New South Wales (NSW) Opposition Leader Chris Minns has expressed regret over a trip to China in 2015 that was bankrolled by an organisation linked to controversial political donor Huang Xiangmo whose close ties to the Chinese Communist Party (CCP) led Australia’s spy agency to cancel his visa and declare him unfit to hold an Australian passport.
Minns travelled to China in 2015 for five days with a delegation of fellow state and federal Labor MPs for what he said was an invitation from the Chinese regime to “hear directly from China” about the state of the bilateral relationship about “how Australia could prosper off the back of the relationship.”
“Obviously, things have changed dramatically since 2015. The relationship has changed. It was only one year after Xi Jinping had been elected President of China, but I wanted to hear and see firsthand what the relationship was, how Australia could benefit, and what the risks were,” Minns said.
The milestone of Xi Jinping becoming leader of the Chinese regime in 2013 is often cited as a turning point in relations with Beijing, after which the CCP became more openly belligerent as it pursued Xi’s stated ambitions to dominate the world in military, economic, diplomatic, and political power.
Meanwhile, controversy has erupted after The Daily Telegraph revealed Minns did not officially declare that the trip was paid for by the Chinese regime and the Guangdong Chamber of Commerce, which was headed by Huang. While he now admits the trip might have been paid for by Huang, he said it was not his belief at the time.
Minns also said his not disclosing who paid for the trip was a technical matter, given it occurred immediately prior to his being sworn in to the NSW Parliament.
The 2015 China excursion took place not long after Huang personally delivered $100,000 cash in an Aldi supermarket bag to Labor headquarters in Sydney. In 2019, the suspicious donation become the focus of an official state Independent Commission Against Corruption (ICAC) inquiry.
Minns insisted that he had no knowledge of the donation until it became public knowledge through the ICAC inquiry four years later, despite it being received by his friend, Jamie Clements, who was then secretary general of NSW Labor. Minns also denied that Clements might have privately warned him before he got on the plane.
“Absolutely not. Under no circumstances did that happen,” Minns said. “I completely reject that as an accusation.”
He added: “Certainly, the extensive ICAC inquiry, which lasted seven or eight weeks, didn’t disclose that as a fact. Didn’t allude to it. Didn’t ask me to give evidence. No one has suggested that. No one. Not in official testimony. Not in inquiries.”
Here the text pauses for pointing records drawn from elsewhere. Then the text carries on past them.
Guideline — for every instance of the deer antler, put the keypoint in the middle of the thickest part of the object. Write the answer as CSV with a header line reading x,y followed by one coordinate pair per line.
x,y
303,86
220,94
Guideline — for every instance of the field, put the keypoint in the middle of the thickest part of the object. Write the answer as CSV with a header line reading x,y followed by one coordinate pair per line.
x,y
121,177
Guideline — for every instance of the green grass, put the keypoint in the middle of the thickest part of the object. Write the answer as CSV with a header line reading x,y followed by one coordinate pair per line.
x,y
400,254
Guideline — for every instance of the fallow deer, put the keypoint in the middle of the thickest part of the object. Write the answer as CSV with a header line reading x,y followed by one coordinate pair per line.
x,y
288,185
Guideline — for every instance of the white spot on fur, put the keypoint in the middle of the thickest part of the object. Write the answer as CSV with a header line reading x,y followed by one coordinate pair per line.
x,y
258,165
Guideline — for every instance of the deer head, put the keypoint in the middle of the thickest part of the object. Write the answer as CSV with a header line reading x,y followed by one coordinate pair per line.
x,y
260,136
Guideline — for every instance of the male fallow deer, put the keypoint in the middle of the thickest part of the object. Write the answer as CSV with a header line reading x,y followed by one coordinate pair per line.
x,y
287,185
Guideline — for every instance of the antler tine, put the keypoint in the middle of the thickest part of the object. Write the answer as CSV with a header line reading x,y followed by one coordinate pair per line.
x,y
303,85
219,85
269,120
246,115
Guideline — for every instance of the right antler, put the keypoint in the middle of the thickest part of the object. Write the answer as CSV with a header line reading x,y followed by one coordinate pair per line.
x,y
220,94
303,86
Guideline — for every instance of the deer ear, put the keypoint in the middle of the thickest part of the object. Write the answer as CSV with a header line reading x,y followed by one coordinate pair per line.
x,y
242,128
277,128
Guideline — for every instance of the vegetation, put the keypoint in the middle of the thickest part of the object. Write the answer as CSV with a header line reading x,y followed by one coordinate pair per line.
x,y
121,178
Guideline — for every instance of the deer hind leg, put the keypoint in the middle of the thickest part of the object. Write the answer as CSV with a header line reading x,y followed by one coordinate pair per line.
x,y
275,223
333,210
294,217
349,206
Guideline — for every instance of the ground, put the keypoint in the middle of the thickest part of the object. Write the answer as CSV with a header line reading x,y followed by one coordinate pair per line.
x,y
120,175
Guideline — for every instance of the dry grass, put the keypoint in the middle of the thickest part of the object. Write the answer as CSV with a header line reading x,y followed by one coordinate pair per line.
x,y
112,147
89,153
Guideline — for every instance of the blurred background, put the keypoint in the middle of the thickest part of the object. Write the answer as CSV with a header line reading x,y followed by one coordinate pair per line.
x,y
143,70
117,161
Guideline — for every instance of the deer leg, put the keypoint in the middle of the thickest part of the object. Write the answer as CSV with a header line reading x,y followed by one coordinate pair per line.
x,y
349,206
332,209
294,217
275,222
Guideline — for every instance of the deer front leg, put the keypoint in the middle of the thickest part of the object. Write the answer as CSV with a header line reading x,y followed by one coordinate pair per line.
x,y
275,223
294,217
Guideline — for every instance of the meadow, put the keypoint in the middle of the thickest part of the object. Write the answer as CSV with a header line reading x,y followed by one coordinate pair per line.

Meanwhile, Huang, the Chinese billionaire who ASIO deemed an agent of CCP influence, has donated to both sides of politics. However, he has also paid the legal bills of two Labor members.
The first was Sam Dastyari, a former Labor senator who resigned after it was revealed Huang paid his more-than $40,000 legal bills. Dastyari also warned Huang that intelligence agencies, including in the United States, might be tapping his phone.
The second was Clements, who told an ICAC inquiry that Huang invited him to his Sydney home and gave him $35,000 in a wine box to pay for his own legal bills.
Minns Defends Personal Record on CCP
Minns admitted it was a mistake to accept the free trip to China but defended his record in speaking out against the CCP’s treatment of Uyghurs and Hong Kongers, and said he “absolutely” supports an independent Taiwan.“I’ve never pulled my punches in relation to China. I’ve always been honest and independent in relation to it,” he said, adding: “I'd encourage people to look at my record in relation to what I’ve said about China.”
Upon return from China, Minns was sworn into NSW Parliament and in his maiden speech said it would be a “big and bold” move by the state to mandate the teaching of Mandarin in schools in a bid aid firms to “take advantage of the Asian century.”
Amid concerns of CCP influence in the Australian body politic, he now regrets saying that.
“I was wrong,” he said, adding: “It was before the clamping down on democracy protests in Hong Kong, before the coerced labour of Uyghurs in the north of China. It was a mistake on my part—one I regret.”